Pssst, did you hear the one about the WW2 Japanese soldier stationed on some remote island who didn’t realise the war was over and carried on as a commander for decades labouring on under the erroneous impression that global conflict was still waging? Of course you did: it’s a popular modern folklore beloved of racists like Michael off Alan Partridge, a derisive embroidery retold in order to reinforce the superiority of the teller and to belittle ‘the other’.  In all honesty, I had dismissed the story as an absurd confection, but, as ever, it transpires that the truth is stranger than fiction: in Arthur Harari’s (with writing duties shared by Bernard Cendro and Vincent Poymiro) Onoda: 10,000 Nights in the Jungle the real-life experience of Hiroo Onoda (that very soldier), is recounted in an epic story exploring loyalty, duty and tragic fealty to authority. As it so often does when the facile dimensions of war legends are detailed and linked to the actual human beings involved, it turns out that the tale proper is at once inspiring, moving and heartrendingly futile.

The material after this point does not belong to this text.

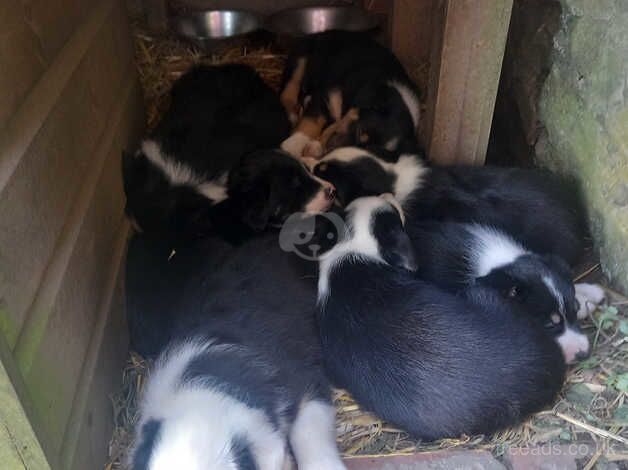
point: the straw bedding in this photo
(592, 409)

Onoda: 10,000 Nights in the Jungle review

Onoda: 10,000 Nights in the Jungle’s plot is related across three intertwining time periods: Onoda’s training as a young solider, the initial posting to Lubang Island in the Philippines and early years of conflict, and the wilderness era of Onoda wandering the forests alone, fulfilling his sworn oath to emperor and country. The three are symbiotic as the actual reasons for Onoda’s fidelity to his role are not due, the film suggests, to ignorance of wider global events, but the pact he took to not surrender or take his own life. During the preliminary sequences of training, we see Onoda’s (played here by Yûya Endô) youthful verve and desire to serve his country ossify into airtight conditioning, a calcification of personality and absolute allegiance to the Japanese cause. A Japanese soldier ‘isn’t controlled by his stomach’, and instead his duty is to ‘die for the emperor’, as a drill instructor screams.

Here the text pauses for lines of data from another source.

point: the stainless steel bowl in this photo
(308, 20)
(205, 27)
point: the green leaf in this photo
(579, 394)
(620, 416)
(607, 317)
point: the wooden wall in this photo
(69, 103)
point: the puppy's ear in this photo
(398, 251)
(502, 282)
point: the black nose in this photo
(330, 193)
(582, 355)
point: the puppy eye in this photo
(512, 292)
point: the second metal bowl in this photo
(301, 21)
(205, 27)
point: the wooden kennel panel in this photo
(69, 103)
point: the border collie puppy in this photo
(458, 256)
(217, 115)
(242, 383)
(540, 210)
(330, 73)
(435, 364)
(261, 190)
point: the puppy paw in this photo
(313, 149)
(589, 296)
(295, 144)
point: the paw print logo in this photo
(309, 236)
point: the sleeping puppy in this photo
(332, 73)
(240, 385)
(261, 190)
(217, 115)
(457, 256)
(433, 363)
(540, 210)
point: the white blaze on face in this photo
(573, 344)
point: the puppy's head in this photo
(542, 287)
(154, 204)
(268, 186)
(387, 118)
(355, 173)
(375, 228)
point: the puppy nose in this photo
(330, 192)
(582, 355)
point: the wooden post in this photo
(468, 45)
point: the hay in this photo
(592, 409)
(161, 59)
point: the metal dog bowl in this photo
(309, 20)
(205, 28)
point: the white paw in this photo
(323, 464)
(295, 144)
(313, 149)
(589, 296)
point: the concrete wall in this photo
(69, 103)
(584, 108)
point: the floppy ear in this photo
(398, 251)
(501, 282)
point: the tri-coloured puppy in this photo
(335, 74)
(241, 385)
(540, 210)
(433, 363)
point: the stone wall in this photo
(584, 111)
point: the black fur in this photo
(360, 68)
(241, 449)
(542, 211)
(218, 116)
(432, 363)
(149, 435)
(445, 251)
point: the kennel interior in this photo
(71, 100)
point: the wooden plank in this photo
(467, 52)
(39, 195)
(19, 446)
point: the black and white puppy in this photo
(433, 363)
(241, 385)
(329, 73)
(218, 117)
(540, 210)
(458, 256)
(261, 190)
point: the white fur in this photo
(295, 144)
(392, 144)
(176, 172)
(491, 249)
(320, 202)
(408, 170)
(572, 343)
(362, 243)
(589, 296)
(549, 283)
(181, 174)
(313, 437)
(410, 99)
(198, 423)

Onoda: 10,000 Nights in the Jungle review

As a lifelong pacifist and mistruster of authority, the credo rests uneasy with this reviewer (a theory: the reason why bad bunches triumph is their unthinking conviction in their awful beliefs, the necessary lack of perspective). Such pinko liberal thinking is entirely compounded by Onoda: 10,000 Nights in the Jungle’s mise-en-scene. When we arrive at the island, it is completely gorgeous. The frame fills with the deep, verdant colour of the Philippine jungle - a site of such calm and emotive beauty that you wonder how any unnatural violence could ever occur there. Of course, when Onoda and his platoon - a right Dad’s Army - rock up, they bring conflict along with them: blowing up bits of the island, menacing the peasant population, and attracting the carnage of allied strikes. The jungle enacts a slow but inexorable revenge, however, with the soldiers having to hard adapt to its wild terrains and treacherous facets. Across the course of what becomes a survivalist narrative of such dangers as typhoons, guerrilla fishermen and disease (a particularly meaty sequence sees wounds infected by maggots - ugh!), we witness, one by one, each of his compadres succumb, leaving Onoda (by now played by the older Kanji Tsuda) alone.

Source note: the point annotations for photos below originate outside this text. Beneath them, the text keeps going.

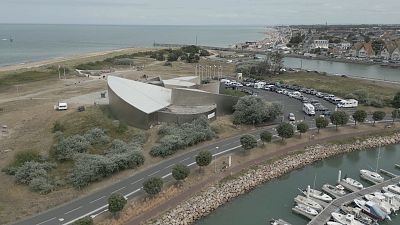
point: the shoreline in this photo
(216, 195)
(50, 61)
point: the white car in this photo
(291, 117)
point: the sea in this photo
(35, 42)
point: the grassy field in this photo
(340, 86)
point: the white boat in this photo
(379, 200)
(353, 183)
(306, 209)
(394, 188)
(308, 202)
(371, 176)
(337, 191)
(345, 219)
(318, 195)
(279, 222)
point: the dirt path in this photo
(235, 169)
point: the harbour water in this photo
(350, 69)
(275, 199)
(38, 42)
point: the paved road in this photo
(96, 203)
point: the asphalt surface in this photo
(96, 203)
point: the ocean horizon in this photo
(37, 42)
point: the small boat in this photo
(345, 219)
(380, 201)
(279, 222)
(394, 188)
(318, 195)
(308, 202)
(371, 209)
(306, 210)
(336, 191)
(353, 183)
(371, 176)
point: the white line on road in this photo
(87, 214)
(133, 192)
(163, 177)
(97, 199)
(137, 181)
(117, 190)
(46, 221)
(153, 173)
(73, 210)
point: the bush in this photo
(57, 126)
(175, 137)
(153, 185)
(31, 170)
(68, 147)
(96, 136)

Onoda: 10,000 Nights in the Jungle review

Onoda: 10,000 Nights in the Jungle’s three hours proves to be utterly riveting (and the extended running time is, of course, a necessary assimilation of the soldier’s enduring stretch in the jungle).  Harari is too judicious a filmmaker to invite bias, and duly tells the story of this poor, deluded young/old man with a thought-provoking objectivity. Exhausted, starved and waging a war that the rest of the world would rather put behind it, but if Onoda is not a soldier then what is he? His sense of duty has rotted into languid habit, an inevitable consequence of societal indoctrination: it is the only identity he has. His holdout nature reminds us of the aspects of wartime we would perhaps rather forgo when things are not as immediate. An individual desire to commit violence, and to willingly submit to authority under the false auspices of patriotism, with our sense of humanity long lost in the wilderness.

Onoda: 10,000 Nights in the Jungle is in UK cinemas from April 15th.